When I was a young child living in Ohio I spent a lot of time playing with my cousin Gina, who was a couple of years younger than me and the daughter of my dad’s brother John. Gina and her family lived on a farm in nearby Oberlin. I remember traveling to her house where they had a large sandbox, and we played in that sandbox for hours at a time, digging trenches and building castles and houses and walls.

Gina might have been my best friend as a young child, as much as I could muster up the responsibilities of friendship. Our carefree times together still linger with me as the high epitome of childhood innocence: playing for the sake of playing, a privilege we gradually learn to give away as adults for the illusion of greater “responsibility.”

Behind the scenes a major change was in the works. It interrupted the life I knew and jump-started a string of goodbyes that slowly unraveled the perception of that innocence. My parents decided to move us to Florida, which I have often quipped is mandatory if you happen to reside in Ohio, New York or New Jersey.

I didn’t see much of my cousin Gina after the move to Florida. She and her family visited once or twice during the 1980s, and I saw her again at Christmas 1989 when we gathered at my oldest sister Fran’s house in Strongsville. By then Gina was a beautiful 20-year-old with big brown eyes, attending college. We had a lot of fun catching up.

After flying home from Ohio to Florida, catching a cold on the airplane and finishing what was left of my last Christmas break of my last year in college, I packed up my stuff on the first Sunday of January 1990 and made the four-hour drive back to school in Tallahassee.

Shortly after arriving, a phone call from my brother informed me that Gina had died in an icy car crash that weekend in Ohio. And just like that the last grains of imagined childhood innocence slipped through my fingers like fine sand, as quickly as Gina had slipped from life to death.

I spent that final semester of college haunted by the photos we had taken of Gina just 10 days or so before her death; hanging out in my sister’s living room, happy, perfectly healthy, well-adjusted to life. I clung to the distant mental images of the two of us playing in the sandbox, hanging out, happy, perfectly healthy, trying to adjust to childhood. Had it all been a dream?

While passing co-eds on campus—and there was no shortage of coeds at Florida State University—I would sometimes see Gina’s face. I threw my all into school that semester and earned a 4.0 in my classes to finish strong, and part of me was serving the effort as a tribute to Gina; my own private way of keeping her memory alive. Maybe it was a larger, performance-oriented effort to once and for all overcome whatever within me remained lacking for an interrupted kindergarten, and for a childhood that could never quite wiggle out from under the weight of those thick glasses or break through the barrier of the stutter.

I have noticed that what is most precious to me feels ever fleeting and already slipping through my fingers, even as I hold it before me: naked innocence; people; opportunities; happiness; and so forth. Every moment matters, and in my constant hurry to get to the distant future that “could be” I often fail to appreciate the current stretch of what is.

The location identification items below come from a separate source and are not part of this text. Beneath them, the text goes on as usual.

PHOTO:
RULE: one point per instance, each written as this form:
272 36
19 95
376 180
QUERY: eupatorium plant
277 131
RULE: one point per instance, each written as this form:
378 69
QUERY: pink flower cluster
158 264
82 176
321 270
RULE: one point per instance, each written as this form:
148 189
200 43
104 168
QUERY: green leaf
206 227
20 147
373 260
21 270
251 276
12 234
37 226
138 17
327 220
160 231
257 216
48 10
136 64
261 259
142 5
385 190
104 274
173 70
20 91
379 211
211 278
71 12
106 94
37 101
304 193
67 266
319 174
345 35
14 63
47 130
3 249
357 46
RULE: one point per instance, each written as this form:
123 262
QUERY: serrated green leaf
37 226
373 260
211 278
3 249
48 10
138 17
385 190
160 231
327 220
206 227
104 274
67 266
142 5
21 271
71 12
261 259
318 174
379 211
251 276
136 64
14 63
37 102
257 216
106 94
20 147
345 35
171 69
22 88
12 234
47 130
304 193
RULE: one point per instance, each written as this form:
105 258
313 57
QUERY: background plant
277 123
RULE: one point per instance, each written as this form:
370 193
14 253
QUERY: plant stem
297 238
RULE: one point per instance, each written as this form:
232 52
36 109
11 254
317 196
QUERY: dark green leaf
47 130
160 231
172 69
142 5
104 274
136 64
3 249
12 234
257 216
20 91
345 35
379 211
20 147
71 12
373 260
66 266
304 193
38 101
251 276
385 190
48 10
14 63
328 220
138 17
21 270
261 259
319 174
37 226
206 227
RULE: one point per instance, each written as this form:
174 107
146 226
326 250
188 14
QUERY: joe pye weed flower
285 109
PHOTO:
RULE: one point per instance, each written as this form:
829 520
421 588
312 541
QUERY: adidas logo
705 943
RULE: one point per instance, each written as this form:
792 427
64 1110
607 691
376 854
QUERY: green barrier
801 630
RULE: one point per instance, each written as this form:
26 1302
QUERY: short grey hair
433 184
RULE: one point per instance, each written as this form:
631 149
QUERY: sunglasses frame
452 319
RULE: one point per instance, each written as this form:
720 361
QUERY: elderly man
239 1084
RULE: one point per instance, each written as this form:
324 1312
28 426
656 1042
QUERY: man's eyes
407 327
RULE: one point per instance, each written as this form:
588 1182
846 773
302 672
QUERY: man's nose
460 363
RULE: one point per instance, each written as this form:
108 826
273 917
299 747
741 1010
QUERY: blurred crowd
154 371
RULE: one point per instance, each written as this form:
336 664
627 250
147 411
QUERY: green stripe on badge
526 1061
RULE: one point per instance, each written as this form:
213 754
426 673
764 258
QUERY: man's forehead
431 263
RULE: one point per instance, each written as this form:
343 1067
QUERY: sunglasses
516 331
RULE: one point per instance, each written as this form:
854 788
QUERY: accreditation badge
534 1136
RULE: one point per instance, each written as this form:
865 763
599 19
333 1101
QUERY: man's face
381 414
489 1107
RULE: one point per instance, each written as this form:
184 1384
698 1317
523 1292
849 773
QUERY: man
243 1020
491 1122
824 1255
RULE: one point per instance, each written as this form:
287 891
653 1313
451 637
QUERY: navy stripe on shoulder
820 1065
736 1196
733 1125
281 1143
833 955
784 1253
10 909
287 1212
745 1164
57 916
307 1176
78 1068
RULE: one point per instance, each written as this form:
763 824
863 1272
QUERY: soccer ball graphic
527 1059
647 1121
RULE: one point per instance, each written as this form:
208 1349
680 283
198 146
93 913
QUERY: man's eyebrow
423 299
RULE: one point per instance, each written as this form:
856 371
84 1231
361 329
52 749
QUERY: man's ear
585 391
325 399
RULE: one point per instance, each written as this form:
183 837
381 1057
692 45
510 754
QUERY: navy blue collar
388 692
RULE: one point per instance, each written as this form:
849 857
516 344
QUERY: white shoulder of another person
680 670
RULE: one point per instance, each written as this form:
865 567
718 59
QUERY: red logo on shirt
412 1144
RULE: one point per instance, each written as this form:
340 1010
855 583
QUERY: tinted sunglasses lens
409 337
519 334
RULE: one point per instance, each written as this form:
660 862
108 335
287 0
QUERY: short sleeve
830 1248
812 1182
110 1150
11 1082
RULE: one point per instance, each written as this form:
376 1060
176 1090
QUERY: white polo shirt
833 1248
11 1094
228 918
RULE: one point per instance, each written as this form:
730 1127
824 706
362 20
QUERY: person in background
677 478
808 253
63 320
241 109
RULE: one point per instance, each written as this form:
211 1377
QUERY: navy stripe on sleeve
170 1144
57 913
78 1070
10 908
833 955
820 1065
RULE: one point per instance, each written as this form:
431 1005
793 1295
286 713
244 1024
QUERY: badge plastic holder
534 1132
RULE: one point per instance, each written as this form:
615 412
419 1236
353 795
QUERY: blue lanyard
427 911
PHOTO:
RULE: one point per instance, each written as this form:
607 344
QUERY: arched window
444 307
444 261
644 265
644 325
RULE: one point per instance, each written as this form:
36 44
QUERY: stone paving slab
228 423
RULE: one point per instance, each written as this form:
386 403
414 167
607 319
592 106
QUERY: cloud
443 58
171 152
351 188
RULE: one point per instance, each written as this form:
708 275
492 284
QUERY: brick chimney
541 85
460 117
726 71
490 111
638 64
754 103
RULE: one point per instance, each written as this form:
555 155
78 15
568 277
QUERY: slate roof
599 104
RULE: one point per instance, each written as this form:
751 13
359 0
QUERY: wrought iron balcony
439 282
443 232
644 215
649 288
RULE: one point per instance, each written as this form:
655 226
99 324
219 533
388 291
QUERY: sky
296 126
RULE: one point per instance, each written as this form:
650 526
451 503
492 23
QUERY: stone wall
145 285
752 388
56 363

Even as I write this my oldest daughter Alexandra is a college graduate working in France and my youngest daughter Olivia is a college freshman. How did that happen?

As they were growing up, I didn’t want to let one grain of their precious childhood or innocence slip through my fingers. I wanted to hold all the sand in the palms of my hands, and keep eternity secured in the shelter of my passionate oversight. I can’t come to terms with even the potential of goodbyes when it concerns my little girls.

But I knew I couldn’t retain the grains any more than I could suspend the tides or harness the winds. I could only play hard and bring out as much joy and potential in them as possible, during whatever fleeting time we had together in the sandbox.